El aire tropical se deja sentir entre medio de los cientos de árboles de plátanos que hay en cada casa o terreno vacío. Los niños corren sin zapatos por el centro, mientras que el medio de transporte local es la moto. No hay límite de velocidad y el calor no parece ser un problema para los habitantes de Rurre. Al divisar la costanera se ve el río Beni con canoas que se ocupan como taxis e indígenas pescando lo que salga del agua. Un absoluto paisaje de selva.
Pero eso es el principio. A las 11 de la mañana partió el bote hacia Serere, una reserva natural a tres horas y media río adentro. Con unas mochilas y ropa para la selva nos aventuramos mujeres, hombres y niños.
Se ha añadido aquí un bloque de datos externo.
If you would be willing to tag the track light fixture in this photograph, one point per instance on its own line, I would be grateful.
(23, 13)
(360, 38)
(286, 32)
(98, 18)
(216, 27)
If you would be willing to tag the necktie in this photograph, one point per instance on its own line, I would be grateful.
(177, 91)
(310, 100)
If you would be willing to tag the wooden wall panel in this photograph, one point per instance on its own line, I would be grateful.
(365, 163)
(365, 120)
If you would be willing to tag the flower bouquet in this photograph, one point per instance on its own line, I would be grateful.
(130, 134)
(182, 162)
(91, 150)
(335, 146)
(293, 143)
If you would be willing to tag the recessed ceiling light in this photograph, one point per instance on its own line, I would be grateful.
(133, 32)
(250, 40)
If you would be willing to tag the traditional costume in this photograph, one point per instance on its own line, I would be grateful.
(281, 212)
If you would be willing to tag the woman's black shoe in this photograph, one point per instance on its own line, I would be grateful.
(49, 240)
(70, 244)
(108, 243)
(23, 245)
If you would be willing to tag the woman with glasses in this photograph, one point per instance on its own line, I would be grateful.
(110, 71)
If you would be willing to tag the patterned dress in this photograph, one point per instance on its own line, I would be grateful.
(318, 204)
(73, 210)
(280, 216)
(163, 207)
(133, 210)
Se sentía la ansiedad en el ambiente, pues nadie hablaba y todos mirábamos a las familias nómades que se movilizaban con sus canoas buscando comida.
Después de unas horas, entre lloviznas y sueño profundo, llegamos a tierra. Ahí nos esperaban guías, el cocinero para recibir los envíos desde Rurre y un par de jóvenes trabajadores de no más de dieciocho años, que esforzadamente transportaban en una especie de burra las cosas hacia la casa grande
Y tuve suerte (mejor dicho tuvimos.) Nos recibió Severo, un hombre que en sus arrugas dejaba interpretar su edad. Desde ese momento fueron días mágicos, nos dividieron en grupos y nos dejaron elegir nuestras actividades diarias. El primer día escogimos explorar la selva y, por la noche, salir a buscar caimanes en el río.
La vida en la selva
Nuestro lugar para dormir era una cabaña rústica cubierta con una malla mosquitera, al igual que las camas. La casa grande, como le decían todos, era el lugar para comer y compartir con el resto del grupo. Por fuera andaban merodeando monos que aprovechaban cada oportunidad para entrar y robar comida, capibaras y un tapir que buscaba la atención y el cariño de los turistas.
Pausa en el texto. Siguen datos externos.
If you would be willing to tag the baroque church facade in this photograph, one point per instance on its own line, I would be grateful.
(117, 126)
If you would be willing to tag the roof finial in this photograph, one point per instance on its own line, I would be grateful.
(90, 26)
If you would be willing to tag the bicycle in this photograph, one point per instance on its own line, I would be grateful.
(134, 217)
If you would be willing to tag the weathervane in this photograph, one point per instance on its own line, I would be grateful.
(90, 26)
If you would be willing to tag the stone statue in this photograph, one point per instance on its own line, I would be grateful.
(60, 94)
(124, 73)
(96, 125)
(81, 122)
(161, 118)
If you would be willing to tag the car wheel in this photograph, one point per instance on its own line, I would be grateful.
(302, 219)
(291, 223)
No había agua caliente, luz, señal de celular, espejo ni nada vanidoso. Nos tocaron tres días de tormenta, pasé frío, en cada caminata quedábamos llenas de barro y picadas por mosquitos. Conocí personas de todo el mundo, comí postres de cacao natural, comida boliviana cocinada por un sudafricano y me hice un anillo de coco que ocupo hasta el día de hoy. Abracé monos, los alimenté con plátanos y comí con hormigas a mí alrededor. Vi un oso, huellas de jaguares, tucanes, serpientes, mariposas…
Si hay algo que aprendí en la selva es que estamos acostumbrados a vivir en un mundo cómodo, no podemos desconectarnos de nada y tenemos que estar al tanto de todo. Vivimos apurados, acelerados, tenemos horarios para hacer nuestras cosas, ser personas aquí y allá.
Antes de irme le agradecí a Severo lo que me enseñó y se emocionó: “La selva te sanará todos tus males de amores”, me dijo. Cinco días fue muy poco tiempo, pero a pesar de eso llegué más tolerante, más feliz. Cumplí mi sueño de vivir unos días en la selva y lo volvería a hacer feliz.